First, I will apply network analysis to map actor’s coalitions, institutions, and other cross-scale linkages for emerging technologies and evaluate the residual effect (i.e. support or resist). The result will be substantiated by the outcomes from scenario and sentiment analyses pertaining to the relevant technologies. Second, I will innovate creative ways to process heterogeneous mobility data into critical information and knowledge (see e.g. weather and accidents[9]) that can be used to construct model specifications. Phase 1 & 2 of my research are inspired by Rob’s Kitchen’s article “Big data and human geography: opportunities, challenges and risks”[10] and other computational social scientists. Particularly, the work of Jennifer Pan in translating a large social media data into an understanding of political sentiments and what actions spurred by these sentiments[11] stands out. The final implementation is to build the simulation platform (e.g. agent-based model) incorporating all the curated data to evaluate the integration of new emerging transport technologies in public transit systems. Particularly, this simulation can model the effects of different technology portfolios, investment and policies assumptions under alternative scenarios.

 

[1] Metz, D., 2018. Developing Policy for Urban Autonomous Vehicles: Impact on Congestion. Urban Science, 2(2), p.33.

[2] Jensen, M., 1999. Passion and heart in transport—a sociological analysis on transport behaviour. Transport Policy, 6(1), pp.19-33.

[3] Kurniawan, J.H., Ong, C. and Cheah, L., 2018. Examining values and influences affecting public expectations of future urban mobility: A Singapore case study. Transport Policy, 66, pp.66-75.

[4] Kamargianni, M., Ben-Akiva, M. and Polydoropoulou, A., 2014. Incorporating social interaction into hybrid choice models.
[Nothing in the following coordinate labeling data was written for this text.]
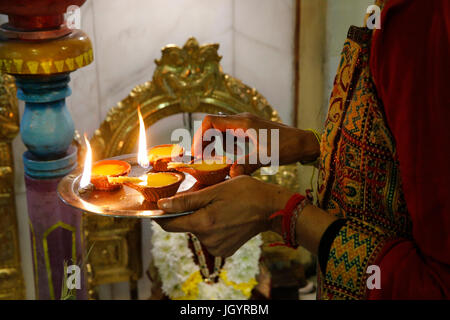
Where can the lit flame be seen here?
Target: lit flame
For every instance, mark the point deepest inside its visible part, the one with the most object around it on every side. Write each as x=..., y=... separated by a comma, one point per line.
x=86, y=177
x=142, y=148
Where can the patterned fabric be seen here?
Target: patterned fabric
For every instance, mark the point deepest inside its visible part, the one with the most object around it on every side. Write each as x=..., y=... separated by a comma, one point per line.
x=358, y=174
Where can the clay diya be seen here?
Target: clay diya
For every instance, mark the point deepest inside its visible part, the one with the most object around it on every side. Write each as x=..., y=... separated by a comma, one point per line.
x=154, y=185
x=161, y=155
x=104, y=169
x=206, y=172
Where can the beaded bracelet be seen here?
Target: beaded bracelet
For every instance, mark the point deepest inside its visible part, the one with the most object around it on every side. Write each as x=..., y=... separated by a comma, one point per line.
x=289, y=215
Transportation, 41(6), pp.1263-1285.

[5] Farber, S., Bartholomew, K., Li, X., Páez, A. and Habib, K.M.N., 2014. Assessing social equity in distance based transit fares using a model of travel behavior. Transportation Research Part A: Policy and Practice, 67, pp.291-303.

[6] Legrain, A., Buliung, R. and El-Geneidy, A.M., 2016. Travelling fair: Targeting equitable transit by understanding job location, sectorial concentration, and transit use among low-wage workers. Journal of Transport Geography, 53, pp.1-11.

[7] I posit that shared mobility and AVs will be so closely related, it’s like saying “if it’s an AV, it must be Uber.” But, I stand corrected.

[8] Wang, Y. and Taylor, J.E., 2018. Coupling sentiment and human mobility in natural disasters: a Twitter-based study of the 2014 South Napa Earthquake. Natural Hazards, 92(2), pp.907-925.

[9] Andrey, J., 2010. Long-term trends in weather-related crash risks. Journal of Transport Geography, 18(2), pp.247-258.

[10] Kitchin, R., 2013. Big data and human geography: Opportunities, challenges and risks. Dialogues in human geography, 3(3), pp.262-267.

[11] Although Jennifer Pan’s works do not relate to transportation research per se, her approaches are innovative and can be bridged to transportation research. Example of her work: King, G., Pan, J. and Roberts, M.E., 2013. How censorship in China allows government criticism but silences collective expression. American Political Science Review, 107(2), pp.326-343, uses curated social media to answer research questions.